Let me know your thoughs on this based on the added info here...

 

[bushel3]

MSEdesign,

This is a good problem. I assume that ground modification is not an economical/possible option either?

I'm not sure I understand what the wall will look like. Will the first 14 feet of your wall have A-2-4 with geogrid and the remaining 31 feet be geogrid w/ a concrete cap?

I like what rochplayer said and he probably knows more about this than I do. He said "the geofoam became part of the facing and the reinforcing wasn't counted until it was within the soil." The best thing I can see is to use long geogrid to stabilize the embankment.

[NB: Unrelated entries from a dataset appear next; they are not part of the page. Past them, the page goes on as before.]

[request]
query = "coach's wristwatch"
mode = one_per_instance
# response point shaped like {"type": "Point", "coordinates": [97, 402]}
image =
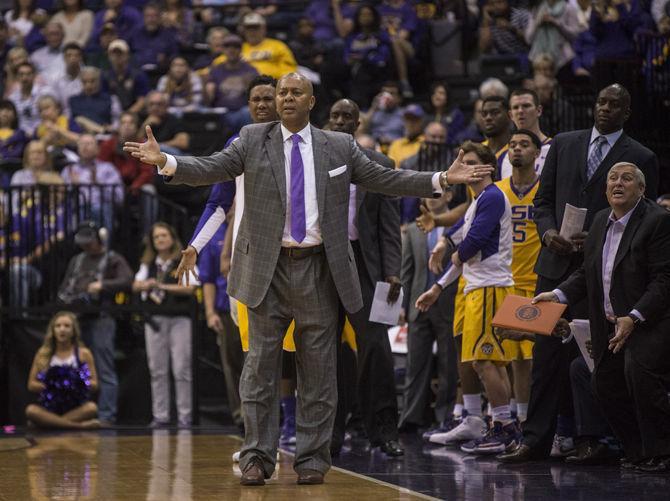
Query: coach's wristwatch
{"type": "Point", "coordinates": [636, 320]}
{"type": "Point", "coordinates": [443, 181]}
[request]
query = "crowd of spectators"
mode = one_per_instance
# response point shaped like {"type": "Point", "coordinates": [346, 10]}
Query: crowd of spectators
{"type": "Point", "coordinates": [81, 78]}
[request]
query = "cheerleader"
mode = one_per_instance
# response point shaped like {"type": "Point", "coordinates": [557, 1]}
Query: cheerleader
{"type": "Point", "coordinates": [63, 373]}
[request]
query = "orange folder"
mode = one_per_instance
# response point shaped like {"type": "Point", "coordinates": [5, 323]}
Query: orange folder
{"type": "Point", "coordinates": [518, 314]}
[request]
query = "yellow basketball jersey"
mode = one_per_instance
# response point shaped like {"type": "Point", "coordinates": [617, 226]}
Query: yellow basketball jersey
{"type": "Point", "coordinates": [526, 241]}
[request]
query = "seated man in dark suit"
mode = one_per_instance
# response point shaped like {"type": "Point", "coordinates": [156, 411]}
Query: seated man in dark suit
{"type": "Point", "coordinates": [575, 173]}
{"type": "Point", "coordinates": [625, 278]}
{"type": "Point", "coordinates": [93, 110]}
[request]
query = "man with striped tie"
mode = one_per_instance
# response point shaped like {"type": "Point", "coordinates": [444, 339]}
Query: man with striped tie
{"type": "Point", "coordinates": [574, 173]}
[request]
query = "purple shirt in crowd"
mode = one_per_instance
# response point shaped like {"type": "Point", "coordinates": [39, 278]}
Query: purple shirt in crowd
{"type": "Point", "coordinates": [321, 14]}
{"type": "Point", "coordinates": [156, 47]}
{"type": "Point", "coordinates": [231, 85]}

If you are not planning on running the geogrid into the soil embankment you need to do a global slope stability analysis on the soil embankment. (Even if you are using long geogrid a global stability analysis is advised.) The geofoam and blocks, (even if geogrid is used between the geofoam them,) will provide very little horizonal force. For calculations I would assume zero horizonal force. However they will provide erosion protection for your slope. If the slope is stable on its own, you are set. If the slope is not stable on its own, you may have to use a 2.5h-1.0v or something like that.

 

[MSEdesigns]

Just to clarify, the 31 ft will be divided on 27.66 ft of geofoam and 3 ft of soil and a slab of concrete directly over the geofoam. The geofoam will have grids every 32 inches and the grids will extend along the geofoam until it meets the slope. Only purpose for this is to stabilize the geofoam during a seismic event. That's why I was asking for parameters to model the analisis for seismic events.

 

[rochplayer]

MSEdesigns:

In my experience, Geofoam is an extremely expensive (>$125 per cubic yard) option which could be eliminated by use of ground improvment methods.

Some questions to ask your geotechnical engineer -
1. What is their allowable design based on? Settlement or ultimate capacity/SF?

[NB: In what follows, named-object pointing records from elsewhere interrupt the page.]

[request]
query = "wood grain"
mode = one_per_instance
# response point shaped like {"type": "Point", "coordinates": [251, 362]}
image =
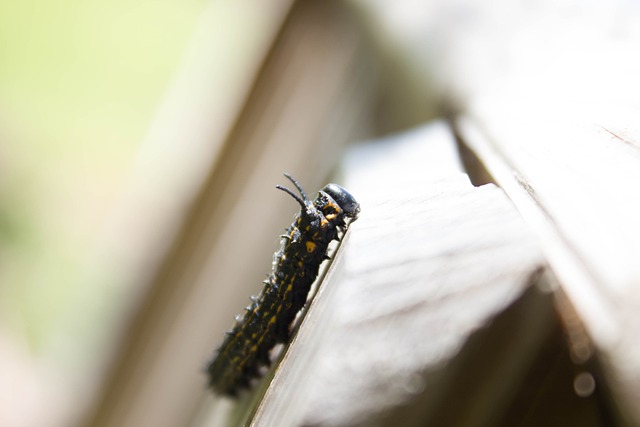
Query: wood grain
{"type": "Point", "coordinates": [422, 269]}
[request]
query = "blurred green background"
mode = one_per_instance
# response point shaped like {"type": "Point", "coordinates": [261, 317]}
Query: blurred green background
{"type": "Point", "coordinates": [80, 82]}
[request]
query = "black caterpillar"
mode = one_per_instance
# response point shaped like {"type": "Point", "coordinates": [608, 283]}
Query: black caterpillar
{"type": "Point", "coordinates": [295, 267]}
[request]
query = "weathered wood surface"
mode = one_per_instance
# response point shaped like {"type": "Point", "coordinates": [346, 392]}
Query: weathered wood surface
{"type": "Point", "coordinates": [430, 260]}
{"type": "Point", "coordinates": [550, 96]}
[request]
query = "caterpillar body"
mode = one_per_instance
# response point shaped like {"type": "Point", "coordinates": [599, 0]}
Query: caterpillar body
{"type": "Point", "coordinates": [267, 320]}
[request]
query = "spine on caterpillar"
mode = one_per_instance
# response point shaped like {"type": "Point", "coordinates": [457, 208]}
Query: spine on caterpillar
{"type": "Point", "coordinates": [267, 319]}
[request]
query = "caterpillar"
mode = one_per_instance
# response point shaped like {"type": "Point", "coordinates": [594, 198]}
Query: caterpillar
{"type": "Point", "coordinates": [268, 318]}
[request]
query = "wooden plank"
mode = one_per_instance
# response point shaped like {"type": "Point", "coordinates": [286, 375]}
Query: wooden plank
{"type": "Point", "coordinates": [586, 221]}
{"type": "Point", "coordinates": [550, 99]}
{"type": "Point", "coordinates": [430, 261]}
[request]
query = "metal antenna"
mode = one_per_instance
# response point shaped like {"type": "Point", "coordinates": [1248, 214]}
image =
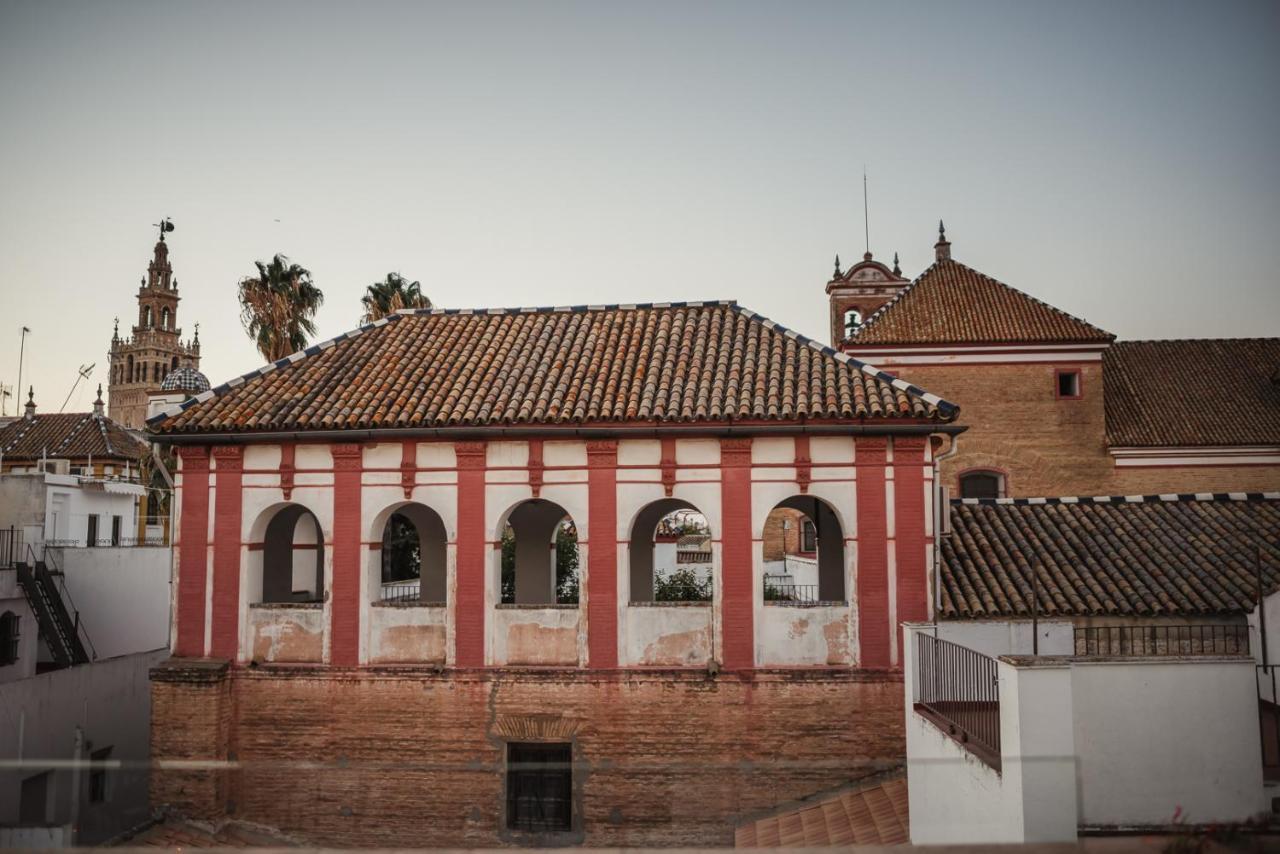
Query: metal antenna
{"type": "Point", "coordinates": [867, 224]}
{"type": "Point", "coordinates": [83, 374]}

2. If settlement, what type and magnitude of the settlement? Elastic or consolidation? 1-inch? 2-inches? More?

3. Is the settlement tolerance realistic? Is settlement being limited to 1-inch total beneath an MSE wall that is supporting a roadway or other forgiving structure? If so, that is overly conservative for a flexible wall.

4. Can a surcharge program be used to preinduce settlement and/or strength the bearing soil?

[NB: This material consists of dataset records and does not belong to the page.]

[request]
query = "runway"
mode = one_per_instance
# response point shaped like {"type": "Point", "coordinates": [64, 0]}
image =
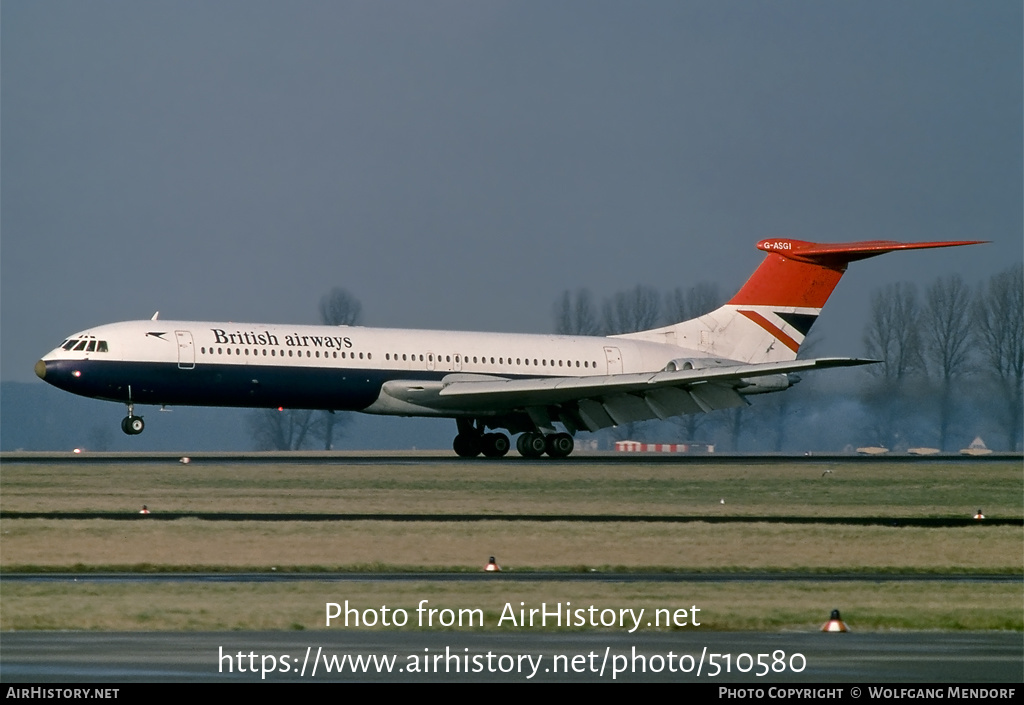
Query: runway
{"type": "Point", "coordinates": [524, 577]}
{"type": "Point", "coordinates": [437, 457]}
{"type": "Point", "coordinates": [518, 656]}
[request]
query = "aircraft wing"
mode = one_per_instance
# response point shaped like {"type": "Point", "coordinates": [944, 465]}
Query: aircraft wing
{"type": "Point", "coordinates": [598, 402]}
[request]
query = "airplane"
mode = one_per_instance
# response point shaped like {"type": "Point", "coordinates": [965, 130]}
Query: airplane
{"type": "Point", "coordinates": [487, 382]}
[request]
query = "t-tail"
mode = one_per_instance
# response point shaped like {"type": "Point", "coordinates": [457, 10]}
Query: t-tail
{"type": "Point", "coordinates": [768, 319]}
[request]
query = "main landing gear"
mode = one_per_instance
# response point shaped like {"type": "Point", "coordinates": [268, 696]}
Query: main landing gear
{"type": "Point", "coordinates": [131, 424]}
{"type": "Point", "coordinates": [471, 442]}
{"type": "Point", "coordinates": [532, 445]}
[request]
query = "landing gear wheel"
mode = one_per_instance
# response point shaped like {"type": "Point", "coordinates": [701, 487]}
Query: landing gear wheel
{"type": "Point", "coordinates": [559, 445]}
{"type": "Point", "coordinates": [467, 445]}
{"type": "Point", "coordinates": [530, 445]}
{"type": "Point", "coordinates": [132, 425]}
{"type": "Point", "coordinates": [495, 445]}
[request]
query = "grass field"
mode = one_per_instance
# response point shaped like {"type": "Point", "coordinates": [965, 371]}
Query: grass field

5. Can subgrade reinforcement be used to increase your bearing resistance? You are already looking to use geogrid in the retained soil.

6. Ground improvement could also be considered as bushel3 suggests. Geopiers, stone columns, CDF shafts, etc. could be used. These may give you a better "bang for your buck" than Geofoam.

Out of curiousity, what is the foundation subgrade like? Is the site level or on a slope?

As a re-read your post, it seems like there ought to be less expensive options that a 30+ foot geofoam wall.

 

[rochplayer]

It looks like our posts crossed - what is the driving force in the seismic case? There will be virtually no intertial force in the geofoam mass. The 2:1 backfill is like a 2:1 batter so Ka will be very low and delta Kae non-existant. It sounds to me like by going with geofoam the seismic analysis of the entire system needs to be redone.

 

[MSEdesigns]

Well rochplayer, the geotechnical guy will be asked some of those questions, rest assured on that. About the geometry, the wall will go over approximately 20 ft of select fill (A-2-4)and a 2h:1v slope in front of the wall. Wall embedment is kept to 5 ft and a 4.5 ft wide concrete leveling pad was proposed to spread the block facing weight and keep the pressure under 2500 psf. The slope is already built (on the first phase of the project) so no chances to reinforce the slope now.
Seismic acceleration coefficient is required to be 0.3 by the local building code.
About the geofoam cost, it is less expensive here. Actual cost is around $65 per cy for type I geofoam (about 1.1 pcf). We have a local producer here at the island (Puerto Rico).